Sounds reasonable to me. I’m a big believer that the cause of most illness and disease is multi-factoral. Looking for a single causative agent can be counterproductive.
How are the effects of environmental toxins factored into this research?
Better yet, what about the effect of pharmaceutical drugs? More than any other factor, this is the most probable common denominator for people with AIDS and other chronic diseases. Similar brain aberrations are also common in patients with lupus, MS and other auto-immune disorders.
Most problems caused by medication are cumulative. People can generally handle a week or two of antibiotic treatment and either avoid serious effects, or quickly rebound from them, for example. The fast pace of drug development demanded by AIDS activists (including me) in the 1980s means long term trials have never been conducted and we are only now seeing some of the worst, cumulative effects and interactions.
Regrettably, AIDS research is so entrenched in the theory of HIV causation and the notion that ARVs can control viral replication that other possible (and rather obvious) causes of symptoms are not even examined.
I opened this post with some descriptions of my life a few years ago. Today I walk without a cane; speak fluently; haven’t fallen since 2008; have had no seizures since 2007; and you would not be embarrassed to sit across the table from me while we ate a meal. I still avoid Costco, but not just because of the bright lights.
I do not claim to be totally free of health problems. I still experience considerable fatigue, for example, and have a nasty habit of throwing blood clots in my left leg. Considering the likely damage of several years of pharmaceutical abuse, I’m lucky I don’t have worse problems I suppose.
One person’s experience does not make for a clinical trial, but it shouldn’t be ignored either, and there are others who can testify to similar experiences. Nor is it just about HIV and AIDS research. I remember sharing an IV infusion (vitamins and nutrients) room with a woman several years my senior who has successfully treated her cancer for decades without chemo or radiation. It does happen.

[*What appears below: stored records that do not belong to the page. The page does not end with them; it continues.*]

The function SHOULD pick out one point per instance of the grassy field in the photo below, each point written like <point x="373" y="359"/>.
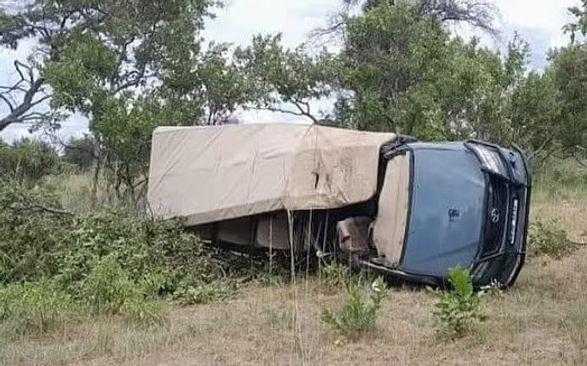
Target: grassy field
<point x="542" y="320"/>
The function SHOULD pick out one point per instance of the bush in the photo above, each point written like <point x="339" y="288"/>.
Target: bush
<point x="27" y="161"/>
<point x="457" y="310"/>
<point x="546" y="238"/>
<point x="359" y="311"/>
<point x="335" y="276"/>
<point x="31" y="230"/>
<point x="80" y="152"/>
<point x="111" y="261"/>
<point x="34" y="308"/>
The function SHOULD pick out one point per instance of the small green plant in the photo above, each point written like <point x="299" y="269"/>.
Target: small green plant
<point x="110" y="290"/>
<point x="457" y="310"/>
<point x="359" y="311"/>
<point x="145" y="311"/>
<point x="335" y="275"/>
<point x="548" y="239"/>
<point x="34" y="308"/>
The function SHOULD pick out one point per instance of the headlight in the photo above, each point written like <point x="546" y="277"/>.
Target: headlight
<point x="490" y="158"/>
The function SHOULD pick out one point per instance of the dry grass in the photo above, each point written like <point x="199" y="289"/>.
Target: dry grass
<point x="542" y="320"/>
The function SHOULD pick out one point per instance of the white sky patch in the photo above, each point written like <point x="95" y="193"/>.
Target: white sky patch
<point x="539" y="22"/>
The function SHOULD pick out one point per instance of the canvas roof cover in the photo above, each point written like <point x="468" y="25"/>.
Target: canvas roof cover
<point x="209" y="174"/>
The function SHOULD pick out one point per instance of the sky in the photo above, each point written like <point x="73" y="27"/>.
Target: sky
<point x="539" y="22"/>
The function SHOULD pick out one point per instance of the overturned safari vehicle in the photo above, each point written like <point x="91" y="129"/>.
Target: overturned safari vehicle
<point x="413" y="210"/>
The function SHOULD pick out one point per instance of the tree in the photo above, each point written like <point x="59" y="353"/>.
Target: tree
<point x="284" y="80"/>
<point x="569" y="70"/>
<point x="79" y="152"/>
<point x="106" y="60"/>
<point x="27" y="161"/>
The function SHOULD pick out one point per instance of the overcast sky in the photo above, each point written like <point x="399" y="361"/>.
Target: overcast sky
<point x="538" y="21"/>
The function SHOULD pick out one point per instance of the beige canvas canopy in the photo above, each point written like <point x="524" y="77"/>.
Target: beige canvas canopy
<point x="210" y="174"/>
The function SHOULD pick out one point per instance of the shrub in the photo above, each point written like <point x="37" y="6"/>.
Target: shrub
<point x="111" y="260"/>
<point x="335" y="275"/>
<point x="457" y="310"/>
<point x="31" y="230"/>
<point x="80" y="152"/>
<point x="27" y="161"/>
<point x="359" y="311"/>
<point x="108" y="287"/>
<point x="34" y="308"/>
<point x="546" y="238"/>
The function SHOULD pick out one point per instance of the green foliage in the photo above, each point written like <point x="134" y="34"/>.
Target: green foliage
<point x="335" y="276"/>
<point x="457" y="310"/>
<point x="285" y="80"/>
<point x="359" y="311"/>
<point x="548" y="239"/>
<point x="80" y="152"/>
<point x="110" y="261"/>
<point x="31" y="231"/>
<point x="27" y="161"/>
<point x="109" y="289"/>
<point x="569" y="68"/>
<point x="34" y="308"/>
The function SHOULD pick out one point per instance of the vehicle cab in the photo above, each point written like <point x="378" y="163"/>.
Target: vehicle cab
<point x="452" y="204"/>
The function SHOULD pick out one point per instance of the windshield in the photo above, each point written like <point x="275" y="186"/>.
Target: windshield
<point x="447" y="209"/>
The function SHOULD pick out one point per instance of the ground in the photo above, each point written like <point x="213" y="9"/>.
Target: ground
<point x="542" y="320"/>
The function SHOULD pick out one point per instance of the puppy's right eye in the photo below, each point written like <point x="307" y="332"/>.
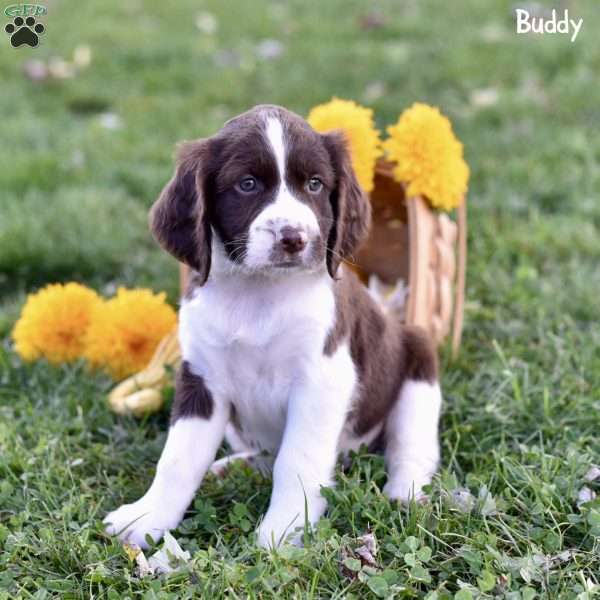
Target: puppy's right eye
<point x="247" y="185"/>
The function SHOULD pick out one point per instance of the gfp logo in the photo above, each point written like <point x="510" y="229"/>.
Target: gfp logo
<point x="25" y="29"/>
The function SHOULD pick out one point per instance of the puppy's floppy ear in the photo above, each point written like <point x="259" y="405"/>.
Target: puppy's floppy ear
<point x="351" y="206"/>
<point x="179" y="219"/>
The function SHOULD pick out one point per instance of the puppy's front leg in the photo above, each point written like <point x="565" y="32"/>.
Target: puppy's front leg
<point x="197" y="429"/>
<point x="317" y="411"/>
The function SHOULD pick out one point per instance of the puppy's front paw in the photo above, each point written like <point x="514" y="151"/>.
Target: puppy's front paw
<point x="132" y="522"/>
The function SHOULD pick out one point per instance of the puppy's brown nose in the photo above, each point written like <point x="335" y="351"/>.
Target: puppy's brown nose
<point x="293" y="240"/>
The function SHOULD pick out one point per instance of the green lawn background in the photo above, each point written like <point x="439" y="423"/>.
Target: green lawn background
<point x="522" y="402"/>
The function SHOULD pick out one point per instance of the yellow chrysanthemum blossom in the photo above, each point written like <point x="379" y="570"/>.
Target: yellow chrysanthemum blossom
<point x="126" y="330"/>
<point x="54" y="322"/>
<point x="357" y="124"/>
<point x="429" y="158"/>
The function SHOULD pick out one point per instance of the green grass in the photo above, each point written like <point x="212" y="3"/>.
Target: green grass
<point x="522" y="411"/>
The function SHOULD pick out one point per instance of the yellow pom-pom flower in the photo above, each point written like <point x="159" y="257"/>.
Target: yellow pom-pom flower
<point x="54" y="322"/>
<point x="126" y="330"/>
<point x="357" y="124"/>
<point x="429" y="158"/>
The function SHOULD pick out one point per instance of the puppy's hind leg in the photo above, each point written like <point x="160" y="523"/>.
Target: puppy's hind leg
<point x="412" y="450"/>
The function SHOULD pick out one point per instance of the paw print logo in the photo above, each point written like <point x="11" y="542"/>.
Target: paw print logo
<point x="24" y="32"/>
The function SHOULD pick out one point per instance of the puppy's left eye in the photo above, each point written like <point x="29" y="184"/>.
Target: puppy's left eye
<point x="314" y="185"/>
<point x="247" y="184"/>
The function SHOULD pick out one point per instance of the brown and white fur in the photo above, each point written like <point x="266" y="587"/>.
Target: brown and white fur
<point x="284" y="351"/>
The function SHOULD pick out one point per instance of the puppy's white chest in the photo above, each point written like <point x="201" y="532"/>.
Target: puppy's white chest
<point x="252" y="343"/>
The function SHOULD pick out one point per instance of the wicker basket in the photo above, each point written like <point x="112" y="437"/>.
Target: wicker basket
<point x="426" y="249"/>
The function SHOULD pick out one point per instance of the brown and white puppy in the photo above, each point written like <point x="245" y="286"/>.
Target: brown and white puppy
<point x="284" y="351"/>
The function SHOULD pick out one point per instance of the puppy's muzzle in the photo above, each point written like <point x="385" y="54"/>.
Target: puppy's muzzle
<point x="292" y="240"/>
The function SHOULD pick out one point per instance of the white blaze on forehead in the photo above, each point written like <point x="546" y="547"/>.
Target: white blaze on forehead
<point x="285" y="210"/>
<point x="275" y="137"/>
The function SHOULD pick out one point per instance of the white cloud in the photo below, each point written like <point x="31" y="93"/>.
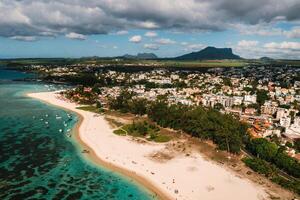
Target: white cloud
<point x="247" y="43"/>
<point x="283" y="45"/>
<point x="123" y="32"/>
<point x="150" y="34"/>
<point x="151" y="46"/>
<point x="262" y="29"/>
<point x="165" y="41"/>
<point x="31" y="17"/>
<point x="24" y="38"/>
<point x="75" y="36"/>
<point x="281" y="50"/>
<point x="293" y="33"/>
<point x="135" y="39"/>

A sneaky, mutating virus that can evade the electron microscope was not the cause of my cognitive and neurological problems. Those problems started after I began taking a lot of prescription drugs and greatly resolved after I quit them.
Anyone care to study that proposition?
I forgot to mention the irrational outbursts and explosive temper tantrums I would throw at those closest to me.
Dear Jonathan, thanks for all the information, I had stoped my meds beacause of all the side efects, and was desperately seeking for studies with information with alternative treatments etc.
Im really happy I found your blog.
I will sleep better tonight!
Thanks for all your work
Carlos
I wish you the best Carlos, and I encourage you to read my post Quitting drugs is not enough.